With Newton’s Tree in place, integrations are already standardized. What might normally take six months and $50,000 to $100,000 in internal effort can be reduced to a few weeks. That speed is where ROI really compounds, because it increases organizational appetite for AI adoption.
How do you support adoption and change management?
Technology is only one part of the solution. We think about people, platforms, and policies. That includes training, education, and defining the right processes and governance structures.
The goal is to move organizations from visibility to reliance—where AI is not just available, but actively used and trusted in decision-making.
How do you address the gap between perceived and actual risk in AI systems?
This comes up frequently. When we help hospitals implement a new application, we support full risk assessment as part of the select and test process. That includes IT security, regulatory considerations, and clinical governance. A key issue is that risk is often treated as a single concept, when in reality it exists across multiple layers.
There are risks related to input data, model behavior, and how users interact with the system.
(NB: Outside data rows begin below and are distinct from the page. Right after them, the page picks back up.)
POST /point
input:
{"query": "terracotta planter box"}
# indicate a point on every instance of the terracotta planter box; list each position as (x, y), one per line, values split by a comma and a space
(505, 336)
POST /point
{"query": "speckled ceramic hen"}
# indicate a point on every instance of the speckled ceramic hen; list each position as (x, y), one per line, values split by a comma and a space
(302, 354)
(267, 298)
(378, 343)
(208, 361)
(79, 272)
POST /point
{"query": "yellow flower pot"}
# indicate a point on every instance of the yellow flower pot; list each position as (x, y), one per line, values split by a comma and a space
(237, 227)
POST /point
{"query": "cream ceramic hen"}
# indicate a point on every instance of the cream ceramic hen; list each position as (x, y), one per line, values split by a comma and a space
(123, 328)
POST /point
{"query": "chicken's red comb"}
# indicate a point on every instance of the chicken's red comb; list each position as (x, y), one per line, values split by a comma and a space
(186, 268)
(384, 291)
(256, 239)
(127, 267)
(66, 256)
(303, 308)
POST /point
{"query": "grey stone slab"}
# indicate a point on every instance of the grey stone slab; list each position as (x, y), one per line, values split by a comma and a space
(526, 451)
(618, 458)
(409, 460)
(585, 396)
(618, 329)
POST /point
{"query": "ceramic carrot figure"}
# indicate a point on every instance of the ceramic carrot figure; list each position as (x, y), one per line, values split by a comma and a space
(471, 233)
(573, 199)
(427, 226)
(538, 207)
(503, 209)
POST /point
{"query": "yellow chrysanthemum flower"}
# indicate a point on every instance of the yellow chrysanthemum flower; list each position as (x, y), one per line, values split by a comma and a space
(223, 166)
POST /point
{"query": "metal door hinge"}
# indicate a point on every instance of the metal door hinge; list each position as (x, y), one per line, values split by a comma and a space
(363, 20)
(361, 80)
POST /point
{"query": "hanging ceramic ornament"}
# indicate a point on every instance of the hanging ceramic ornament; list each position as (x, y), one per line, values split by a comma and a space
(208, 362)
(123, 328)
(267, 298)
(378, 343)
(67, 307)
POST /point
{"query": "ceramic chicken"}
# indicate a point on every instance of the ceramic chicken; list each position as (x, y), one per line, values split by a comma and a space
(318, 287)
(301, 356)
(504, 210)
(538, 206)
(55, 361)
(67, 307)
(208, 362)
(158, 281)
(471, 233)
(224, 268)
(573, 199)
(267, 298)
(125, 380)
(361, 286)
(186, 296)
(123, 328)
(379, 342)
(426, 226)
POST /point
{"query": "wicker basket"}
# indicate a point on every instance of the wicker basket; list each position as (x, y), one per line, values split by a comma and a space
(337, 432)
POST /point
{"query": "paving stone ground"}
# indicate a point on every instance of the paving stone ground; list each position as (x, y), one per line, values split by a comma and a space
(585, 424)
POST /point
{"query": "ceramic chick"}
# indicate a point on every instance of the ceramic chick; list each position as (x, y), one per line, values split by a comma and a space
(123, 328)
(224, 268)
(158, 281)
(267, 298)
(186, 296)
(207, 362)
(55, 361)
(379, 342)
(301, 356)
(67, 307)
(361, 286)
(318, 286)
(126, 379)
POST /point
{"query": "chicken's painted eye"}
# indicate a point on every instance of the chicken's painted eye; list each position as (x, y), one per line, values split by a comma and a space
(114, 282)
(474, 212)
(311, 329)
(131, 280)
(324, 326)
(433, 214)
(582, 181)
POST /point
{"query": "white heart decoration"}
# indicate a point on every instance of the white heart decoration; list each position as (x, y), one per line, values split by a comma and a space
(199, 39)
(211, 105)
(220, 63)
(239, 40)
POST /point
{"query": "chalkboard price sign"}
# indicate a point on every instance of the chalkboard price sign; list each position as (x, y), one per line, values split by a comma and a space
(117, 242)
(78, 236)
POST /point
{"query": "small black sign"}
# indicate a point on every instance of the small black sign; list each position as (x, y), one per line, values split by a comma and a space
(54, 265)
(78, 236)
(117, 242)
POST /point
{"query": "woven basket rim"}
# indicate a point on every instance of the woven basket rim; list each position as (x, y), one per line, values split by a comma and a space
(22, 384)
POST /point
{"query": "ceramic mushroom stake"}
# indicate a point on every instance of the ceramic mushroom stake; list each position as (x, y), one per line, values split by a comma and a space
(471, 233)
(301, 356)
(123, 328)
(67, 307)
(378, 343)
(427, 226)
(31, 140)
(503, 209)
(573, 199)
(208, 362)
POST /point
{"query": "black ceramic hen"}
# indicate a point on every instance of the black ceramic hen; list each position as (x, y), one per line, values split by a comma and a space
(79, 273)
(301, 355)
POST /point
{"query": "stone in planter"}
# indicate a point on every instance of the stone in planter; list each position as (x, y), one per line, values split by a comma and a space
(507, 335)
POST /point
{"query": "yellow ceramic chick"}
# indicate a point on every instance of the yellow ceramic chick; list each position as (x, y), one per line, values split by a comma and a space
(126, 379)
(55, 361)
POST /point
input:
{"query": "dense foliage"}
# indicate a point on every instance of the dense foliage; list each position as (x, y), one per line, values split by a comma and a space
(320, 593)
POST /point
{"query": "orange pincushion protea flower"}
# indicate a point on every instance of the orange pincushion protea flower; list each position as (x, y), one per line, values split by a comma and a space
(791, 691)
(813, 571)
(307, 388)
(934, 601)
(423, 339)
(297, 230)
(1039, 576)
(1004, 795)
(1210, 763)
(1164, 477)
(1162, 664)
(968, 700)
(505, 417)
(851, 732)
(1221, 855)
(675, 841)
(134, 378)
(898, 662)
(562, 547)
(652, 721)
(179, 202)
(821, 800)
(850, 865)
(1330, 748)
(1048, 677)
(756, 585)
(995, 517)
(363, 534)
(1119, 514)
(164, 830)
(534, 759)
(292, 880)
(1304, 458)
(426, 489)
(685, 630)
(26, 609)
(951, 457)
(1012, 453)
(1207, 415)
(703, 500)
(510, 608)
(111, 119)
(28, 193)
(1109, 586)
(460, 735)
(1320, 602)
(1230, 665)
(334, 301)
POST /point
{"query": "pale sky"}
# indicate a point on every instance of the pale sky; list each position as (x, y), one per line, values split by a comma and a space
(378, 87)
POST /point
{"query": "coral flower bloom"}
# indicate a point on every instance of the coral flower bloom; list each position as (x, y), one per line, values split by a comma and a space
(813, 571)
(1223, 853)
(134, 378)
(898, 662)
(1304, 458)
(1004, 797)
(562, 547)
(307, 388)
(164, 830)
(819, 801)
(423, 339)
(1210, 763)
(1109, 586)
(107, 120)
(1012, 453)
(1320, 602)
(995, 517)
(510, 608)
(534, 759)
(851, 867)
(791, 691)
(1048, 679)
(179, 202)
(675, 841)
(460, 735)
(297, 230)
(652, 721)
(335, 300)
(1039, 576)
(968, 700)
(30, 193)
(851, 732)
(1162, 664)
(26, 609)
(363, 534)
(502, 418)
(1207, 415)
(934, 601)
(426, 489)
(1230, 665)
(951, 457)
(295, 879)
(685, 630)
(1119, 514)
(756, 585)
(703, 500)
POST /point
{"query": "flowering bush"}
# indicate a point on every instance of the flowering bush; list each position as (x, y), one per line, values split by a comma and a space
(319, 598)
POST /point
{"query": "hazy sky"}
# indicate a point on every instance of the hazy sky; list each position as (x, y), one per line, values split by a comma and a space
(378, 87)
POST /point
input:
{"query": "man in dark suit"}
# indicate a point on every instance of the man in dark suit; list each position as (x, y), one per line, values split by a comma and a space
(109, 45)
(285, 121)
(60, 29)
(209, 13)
For example, something can be technically secure but still clinically unsafe, or clinically valid but used incorrectly in practice.
We help organizations assess risk at the level of the specific use case and then monitor how that risk evolves over time.
How did Newton’s Tree get involved with CHAI?
We have strong relationships across CHAI who we’ve worked with or known through the ecosystem.
I also co-founded an open-source community (MONAI Deploy) with colleagues at NVIDIA and several U.S. health systems focused on AI deployment infrastructure in hospitals. That experience showed me the value of building coalitions and shared standards.
CHAI represents a similar opportunity—bringing together leading organizations to define best practices for safe and effective AI adoption.
What role does transparency play in AI adoption and governance?
Transparency is essential in a space this complex and fast-moving. The biggest tool we have for safe AI adoption is visibility into how systems work. Model cards and public registries help standardize that information so stakeholders can make informed decisions.
Importantly, this isn’t about calling people out, it’s about ensuring the right people have the right information in a usable format. You don’t want to overwhelm clinical or operational teams with technical detail, but you do want enough transparency to distinguish between solutions and understand tradeoffs.
What is your long-term vision for Newton’s Tree?
We see Newton’s Tree as analogous to systems like the EHR or PACS. When healthcare became digital, there was a need for centralized systems of record and coordination. The same will be true for AI. Instead of managing dozens of disconnected AI tools and vendors, health systems will need a central orchestration layer. That’s what Newton’s Tree is building.
Any final thoughts for health systems working on AI governance today?
The best health systems are proactive. Waiting for regulation alone is not a strategy. The organizations that succeed are those that engage early, collaborate, and actively shape how AI is deployed.
You improve outcomes by engaging with peers and communities like CHAI, and by staying focused on maximizing benefit while minimizing risk.